A "ameaça" era uma referência à possibilidade de que o ex-presidente da Câmara Eduardo Cunha, agora preso, feche um acordo de delação premiada e entregue possíveis provas contra seus ex-colegas para a Operação Lava Jato e o juiz Sergio Moro.
O episódio ilustra um pouco do clima na capital federal, seis meses após a queda da ex-presidente Dilma Rousseff e a posse de Michel Temer, em 12 de maio.
A troca de governo, definitivamente confirmada no final de agosto, por um lado melhorou sensivelmente a relação entre Planalto e Congresso, o que permitiu ao presidente avançar com sua principal proposta - a criação de um teto de vinte anos para conter a expansão dos gastos públicos, que já passou na Câmara e deve receber o aval do Senado em dezembro.

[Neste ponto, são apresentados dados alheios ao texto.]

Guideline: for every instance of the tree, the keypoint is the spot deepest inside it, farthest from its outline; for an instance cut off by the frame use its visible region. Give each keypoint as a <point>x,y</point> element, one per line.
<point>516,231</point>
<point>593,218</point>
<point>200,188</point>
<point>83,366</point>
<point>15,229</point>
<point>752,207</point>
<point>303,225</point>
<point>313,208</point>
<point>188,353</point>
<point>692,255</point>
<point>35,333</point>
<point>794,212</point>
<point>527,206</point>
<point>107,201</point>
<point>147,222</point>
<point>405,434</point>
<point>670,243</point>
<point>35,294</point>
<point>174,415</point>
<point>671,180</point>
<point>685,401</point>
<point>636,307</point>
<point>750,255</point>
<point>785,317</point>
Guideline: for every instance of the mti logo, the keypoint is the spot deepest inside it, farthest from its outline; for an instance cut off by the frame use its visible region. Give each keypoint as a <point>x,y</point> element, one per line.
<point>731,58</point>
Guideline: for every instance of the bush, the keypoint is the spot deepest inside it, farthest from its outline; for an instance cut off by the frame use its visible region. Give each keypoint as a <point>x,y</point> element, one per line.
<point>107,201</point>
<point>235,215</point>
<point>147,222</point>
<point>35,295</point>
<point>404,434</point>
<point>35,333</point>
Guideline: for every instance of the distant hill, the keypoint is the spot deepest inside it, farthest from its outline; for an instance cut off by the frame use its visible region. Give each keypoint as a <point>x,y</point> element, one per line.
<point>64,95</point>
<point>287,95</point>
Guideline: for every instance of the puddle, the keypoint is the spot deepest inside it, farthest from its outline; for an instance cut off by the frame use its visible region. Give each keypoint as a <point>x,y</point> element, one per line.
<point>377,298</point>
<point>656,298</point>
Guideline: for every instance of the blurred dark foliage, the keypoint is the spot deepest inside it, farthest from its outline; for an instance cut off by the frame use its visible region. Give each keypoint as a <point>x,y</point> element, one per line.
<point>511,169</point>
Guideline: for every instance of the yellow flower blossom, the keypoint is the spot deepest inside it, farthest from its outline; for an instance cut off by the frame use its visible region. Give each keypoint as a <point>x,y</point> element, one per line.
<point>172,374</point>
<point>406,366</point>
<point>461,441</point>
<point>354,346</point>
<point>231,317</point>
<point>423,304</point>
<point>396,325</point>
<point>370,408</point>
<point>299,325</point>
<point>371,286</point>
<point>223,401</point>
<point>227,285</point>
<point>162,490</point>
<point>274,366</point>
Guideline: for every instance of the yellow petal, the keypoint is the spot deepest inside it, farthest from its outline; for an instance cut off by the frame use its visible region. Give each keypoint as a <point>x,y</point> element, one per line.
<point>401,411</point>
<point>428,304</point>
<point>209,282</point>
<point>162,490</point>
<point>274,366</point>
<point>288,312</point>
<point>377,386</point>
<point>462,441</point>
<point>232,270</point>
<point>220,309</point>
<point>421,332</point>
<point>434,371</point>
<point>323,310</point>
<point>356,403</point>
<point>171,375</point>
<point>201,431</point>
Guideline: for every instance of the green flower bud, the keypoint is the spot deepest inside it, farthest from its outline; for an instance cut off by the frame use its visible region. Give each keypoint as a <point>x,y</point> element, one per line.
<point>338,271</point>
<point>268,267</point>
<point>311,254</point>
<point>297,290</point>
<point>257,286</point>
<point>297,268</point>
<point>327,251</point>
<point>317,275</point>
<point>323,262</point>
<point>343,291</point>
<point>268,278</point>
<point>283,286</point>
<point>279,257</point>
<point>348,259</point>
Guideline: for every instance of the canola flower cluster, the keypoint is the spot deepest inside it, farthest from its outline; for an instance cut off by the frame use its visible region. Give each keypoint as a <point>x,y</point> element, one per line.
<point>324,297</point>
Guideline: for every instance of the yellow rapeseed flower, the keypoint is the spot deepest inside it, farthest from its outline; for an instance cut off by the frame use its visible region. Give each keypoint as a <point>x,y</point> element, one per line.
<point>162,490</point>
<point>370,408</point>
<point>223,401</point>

Por outro lado, não foi capaz de encerrar a instabilidade política, já que a incerteza quanto aos próximos capítulos da Lava Jato continua a rondar a Praça dos Três Poderes. Além disso, a pendência de uma ação movida pelo PSDB no Tribunal Superior Eleitoral (TSE), que pede a cassação da chapa eleita em 2014 (Dilma-Temer) por supostas irregularidades na campanha, é outro foco de risco para o governo.